Manny was was the only experienced harvester of the rainfish. It was as if the  threat of rain created its own repellent, as it were. 

He once sold what rainfish skin he could not himself make into red wellington boots through lack of space  in his attic or through  lack of time to cure it into the required sealed units , yes, he once sold any such surplus to raincoat and rainhat and leggings manufacturers all over the land, but, by the time these manufacturers received their consignments, the redness and thickness had faded or depleted. Only by quickly making them into wellington boots would the redness as well as it thickness maintain colour or consistency.
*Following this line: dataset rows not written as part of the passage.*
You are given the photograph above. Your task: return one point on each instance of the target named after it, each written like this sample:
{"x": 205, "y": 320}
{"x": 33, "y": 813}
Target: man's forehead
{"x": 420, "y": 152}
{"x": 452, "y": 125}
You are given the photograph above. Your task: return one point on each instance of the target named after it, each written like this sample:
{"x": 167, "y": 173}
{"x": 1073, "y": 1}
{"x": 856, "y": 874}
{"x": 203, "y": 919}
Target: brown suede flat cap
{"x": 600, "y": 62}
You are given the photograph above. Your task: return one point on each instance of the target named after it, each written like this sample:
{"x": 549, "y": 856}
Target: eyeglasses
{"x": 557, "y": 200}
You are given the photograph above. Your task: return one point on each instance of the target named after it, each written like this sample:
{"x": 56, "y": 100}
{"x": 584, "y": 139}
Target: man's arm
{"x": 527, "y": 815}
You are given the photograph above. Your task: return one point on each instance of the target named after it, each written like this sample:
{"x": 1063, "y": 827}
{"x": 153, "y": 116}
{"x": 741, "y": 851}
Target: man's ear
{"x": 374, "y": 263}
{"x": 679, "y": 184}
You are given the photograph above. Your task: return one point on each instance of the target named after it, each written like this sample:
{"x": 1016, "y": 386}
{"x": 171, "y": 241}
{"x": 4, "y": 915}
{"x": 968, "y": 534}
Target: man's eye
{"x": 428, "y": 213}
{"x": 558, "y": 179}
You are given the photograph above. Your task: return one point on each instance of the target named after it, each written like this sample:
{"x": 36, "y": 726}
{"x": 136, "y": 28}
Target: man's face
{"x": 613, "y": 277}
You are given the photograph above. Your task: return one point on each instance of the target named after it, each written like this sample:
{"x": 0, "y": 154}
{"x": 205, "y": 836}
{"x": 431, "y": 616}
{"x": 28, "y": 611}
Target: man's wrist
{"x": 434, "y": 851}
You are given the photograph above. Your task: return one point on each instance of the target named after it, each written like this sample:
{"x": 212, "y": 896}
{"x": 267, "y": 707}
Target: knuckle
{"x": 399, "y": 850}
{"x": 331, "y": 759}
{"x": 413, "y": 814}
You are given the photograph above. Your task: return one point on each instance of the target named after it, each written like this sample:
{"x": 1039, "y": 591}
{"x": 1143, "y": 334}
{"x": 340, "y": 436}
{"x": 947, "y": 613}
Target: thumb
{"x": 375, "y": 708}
A mystery that not even Manny could solve. As if the skin understood something we didn't. 

Redness was not only the fashion in wellington boots but proof of their waterproofness. So when he sold the surplus no longer because nobody would now buy it, he just returned it to the lake once its redness and thickness depleted. Whole layers of old rainfish skin probably smothering fresh rainfish within the water itself, killing them before they could be killed properly by smothering them in the air.

And thus Manny's business was inadvertently  an end in itself. As Manny was an end in himself - eventually. So if you want a pair of Manny's red wellington boots, just look into the sky for the next threat of rain and you may see him up there smothering the clouds. His new sale of red wellington boots. Catch it if you can. 

And if the moment is ripe, if the dream is at its perfect pitch of belief and non-belief, if your mood is precisely balanced between the optimum synergy of worthy instruction and pointless entertainment, you may hold out your hands, if more in hope than faith, and harvest your own uniquely wonderful red wellingtons as they float down in increasingly heavier rates of falling - eventually to become a single defeathered pair of red rainbirds with your boot size cruelly branded upon them. Not only water-proof but proved by water.